Reproducible Research Course by Eric C. Anderson for (NOAA/SWFSC)


Managing 100s of pull requests for homeworks (2014-10-17)

OK, I have been working on a little R-package called rrhw that will facilitate writing homework sets within .Rmd files that the students will insert their answers into, inside a submit_answer function that will capture their expression and evaluate it. With this framework I will be able to record everyone’s answers into a data frame and use the same submit_answer() functions to print out the results in a nice web page so that students can quickly see the range of answers that were given, as well as which ones give the right value and which the wrong, etc.

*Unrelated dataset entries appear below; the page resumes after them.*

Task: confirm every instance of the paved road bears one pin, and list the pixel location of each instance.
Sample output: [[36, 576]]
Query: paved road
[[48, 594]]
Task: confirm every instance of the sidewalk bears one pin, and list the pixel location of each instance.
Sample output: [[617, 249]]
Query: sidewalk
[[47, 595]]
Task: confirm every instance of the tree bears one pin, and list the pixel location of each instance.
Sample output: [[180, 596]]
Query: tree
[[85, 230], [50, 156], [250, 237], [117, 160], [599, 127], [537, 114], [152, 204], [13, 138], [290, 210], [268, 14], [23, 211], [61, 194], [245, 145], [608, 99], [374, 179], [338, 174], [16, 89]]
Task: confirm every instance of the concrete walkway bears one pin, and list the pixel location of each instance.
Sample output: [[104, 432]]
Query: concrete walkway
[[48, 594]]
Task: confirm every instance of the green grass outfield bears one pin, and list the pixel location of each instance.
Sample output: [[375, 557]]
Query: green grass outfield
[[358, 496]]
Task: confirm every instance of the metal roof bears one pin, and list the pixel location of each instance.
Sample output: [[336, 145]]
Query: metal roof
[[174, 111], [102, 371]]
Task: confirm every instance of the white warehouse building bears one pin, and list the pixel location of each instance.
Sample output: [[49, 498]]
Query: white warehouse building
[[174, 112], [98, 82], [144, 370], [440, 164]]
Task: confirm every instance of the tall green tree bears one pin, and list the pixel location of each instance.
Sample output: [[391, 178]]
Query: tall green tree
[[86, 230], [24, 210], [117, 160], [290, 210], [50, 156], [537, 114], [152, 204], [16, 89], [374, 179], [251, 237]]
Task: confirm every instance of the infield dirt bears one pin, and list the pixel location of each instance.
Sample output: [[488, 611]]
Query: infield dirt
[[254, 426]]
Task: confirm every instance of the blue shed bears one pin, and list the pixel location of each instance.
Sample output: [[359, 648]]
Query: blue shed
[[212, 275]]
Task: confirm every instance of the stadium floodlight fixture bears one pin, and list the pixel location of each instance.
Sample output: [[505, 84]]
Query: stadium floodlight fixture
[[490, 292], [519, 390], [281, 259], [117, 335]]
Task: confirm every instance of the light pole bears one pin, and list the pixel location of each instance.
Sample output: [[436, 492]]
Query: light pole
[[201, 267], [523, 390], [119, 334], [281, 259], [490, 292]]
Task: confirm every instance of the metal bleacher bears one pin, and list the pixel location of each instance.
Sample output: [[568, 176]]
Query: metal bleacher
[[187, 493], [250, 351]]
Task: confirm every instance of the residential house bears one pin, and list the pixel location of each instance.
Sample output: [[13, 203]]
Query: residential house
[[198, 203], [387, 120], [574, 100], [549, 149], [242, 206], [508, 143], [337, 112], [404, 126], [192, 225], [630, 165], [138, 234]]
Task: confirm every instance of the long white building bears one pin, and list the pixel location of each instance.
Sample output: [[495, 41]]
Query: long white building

Students will be submitting these things as pull requests on branches that are named for each different homework assignment. So, with 50 pull requests coming in per assignment, I don’t want to handle that on github. It’s gotta be scriptable. I am hoping to be able to query github to quickly assess

  1. which of the students have filed pull requests for the homework set.
  2. what time they issued those pull requests (make sure they are on time, and also to allow them to update their answers and have a corrected version that might be from a different time…that might be a nightmare. It would probably be better to look at the time of the latest commit.)
  3. Check to make sure that they haven’t committed more than the one file that I want them to submit.
  • And, if possible, send them an automatic message telling them to clean up their pull request.
  1. Grab all the branches of a certain name and process them.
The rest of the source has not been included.